Dois policiais do tribunal de Bobigny foram colocados sob custódia policial depois que uma jovem relatou ter sido estuprada por esses funcionários na noite de terça-feira, 28 de outubro, para quarta-feira, 29 de outubro, anunciou a promotoria de Bobigny.
A jovem estava, à data dos factos que denuncia, “encaminhado ao Ministério Público de Bobigny por atos de evasão por parte de um dos pais das suas obrigações legais” sobre seu filho, disse o promotor Eric Mathais em um comunicado à imprensa.
Os dois homens foram suspensos, disse o chefe da polícia de Paris, Patrice Faure. “Na sequência deste relatório, suspendi imediatamente das suas funções os dois agentes da polícia destacados para o tribunal judicial de Bobigny, depois de terem sido acusados de alegada violação de uma pessoa que lhes foi encaminhada”.escreveu no X Patrice Faure.
No final da tarde de quarta-feira, o reclamante “revelado ter sido alvo de dois estupros durante a noite de 28 para 29 de outubro por dois funcionários do tribunal de Bobigny”especificou o chefe da acusação. O Sr. Mathais recusou-se a fornecer mais detalhes, “as investigações estão em andamento”.
A IGPN (Inspeção Geral da Polícia Nacional) foi notificada da investigação aberta sobre violações cometidas por pessoas que abusam da autoridade que lhes é conferida pelas suas funções. Uma fonte próxima do assunto disse à agência France-Presse que a jovem tem 26 anos. Segundo esta fonte, os dois agentes colocados sob custódia policial têm 23 e 35 anos.
Problemas de pessoal e obsolescência
Segundo uma segunda fonte próxima do assunto, os dois responsáveis tomaram a iniciativa de redigir um relatório administrativo para apresentar as suas versões dos factos. O tribunal de Bobigny tem jurisdição geográfica, mas poderia ser afastado do caso, que seria então confiado a outra jurisdição, mais distante.
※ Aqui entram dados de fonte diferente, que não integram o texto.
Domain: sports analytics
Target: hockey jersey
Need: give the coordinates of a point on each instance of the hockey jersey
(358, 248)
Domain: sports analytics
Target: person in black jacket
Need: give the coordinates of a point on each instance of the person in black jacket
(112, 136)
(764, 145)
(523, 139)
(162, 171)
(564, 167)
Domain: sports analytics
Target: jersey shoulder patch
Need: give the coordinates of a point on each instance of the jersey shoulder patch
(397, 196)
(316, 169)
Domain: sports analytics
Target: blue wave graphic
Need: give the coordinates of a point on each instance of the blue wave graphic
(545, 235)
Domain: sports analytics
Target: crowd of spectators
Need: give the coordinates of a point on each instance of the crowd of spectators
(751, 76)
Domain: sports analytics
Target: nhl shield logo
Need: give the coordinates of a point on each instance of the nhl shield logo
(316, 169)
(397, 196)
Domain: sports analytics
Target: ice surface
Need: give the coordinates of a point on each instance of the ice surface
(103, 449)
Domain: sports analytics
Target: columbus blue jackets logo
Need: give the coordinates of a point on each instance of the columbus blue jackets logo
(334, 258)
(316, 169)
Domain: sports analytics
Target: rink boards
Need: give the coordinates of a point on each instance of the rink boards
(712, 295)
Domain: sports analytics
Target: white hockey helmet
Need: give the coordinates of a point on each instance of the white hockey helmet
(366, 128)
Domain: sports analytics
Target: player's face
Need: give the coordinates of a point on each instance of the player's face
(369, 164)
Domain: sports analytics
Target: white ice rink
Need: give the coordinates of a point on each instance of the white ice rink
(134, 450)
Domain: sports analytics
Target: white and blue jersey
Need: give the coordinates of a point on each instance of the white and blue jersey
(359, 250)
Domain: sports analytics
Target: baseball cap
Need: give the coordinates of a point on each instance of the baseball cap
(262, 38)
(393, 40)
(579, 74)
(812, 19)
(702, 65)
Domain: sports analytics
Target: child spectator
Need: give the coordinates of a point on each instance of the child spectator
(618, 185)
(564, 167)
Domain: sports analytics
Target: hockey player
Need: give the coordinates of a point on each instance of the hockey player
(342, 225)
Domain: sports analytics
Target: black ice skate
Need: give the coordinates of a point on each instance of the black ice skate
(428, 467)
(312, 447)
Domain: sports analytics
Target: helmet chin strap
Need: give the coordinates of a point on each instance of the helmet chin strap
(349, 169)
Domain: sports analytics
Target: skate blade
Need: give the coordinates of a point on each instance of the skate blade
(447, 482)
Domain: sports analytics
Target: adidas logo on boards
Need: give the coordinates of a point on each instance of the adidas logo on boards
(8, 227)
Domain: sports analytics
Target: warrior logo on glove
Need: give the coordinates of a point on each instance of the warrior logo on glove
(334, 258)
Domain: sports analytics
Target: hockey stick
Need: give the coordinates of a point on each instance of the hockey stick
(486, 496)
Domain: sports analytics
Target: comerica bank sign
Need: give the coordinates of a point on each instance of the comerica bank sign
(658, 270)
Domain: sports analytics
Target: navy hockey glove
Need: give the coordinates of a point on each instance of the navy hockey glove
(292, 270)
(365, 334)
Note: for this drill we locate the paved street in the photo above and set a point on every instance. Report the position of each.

O depósito de Bobigny é a antecâmara de um dos tribunais mais importantes da França, o segundo depois de Paris. Situado na cave do tribunal, sabe-se que está prejudicado por problemas (organizacionais, de pessoal, degradados, etc.), mas deverá beneficiar das próximas obras de ampliação do tribunal, que prevêem a construção de um novo depósito.
Em outro departamento da região parisiense, Seine-et-Marne, um policial deverá ser julgado no primeiro semestre de 2026 por estupro de uma mulher dentro de uma delegacia. A queixosa é uma mulher de nacionalidade angolana, sem documentos, que relatou ter sido violada, duas vezes, por um guarda de paz em 2023, na esquadra de Pontault-Combault. Este último caso foi revelado pelo jornal Liberar em uma série chamada #MeToo Police. Segundo o diário, a mulher que acusa o agente da polícia de violação tinha ido apresentar queixa por violência doméstica.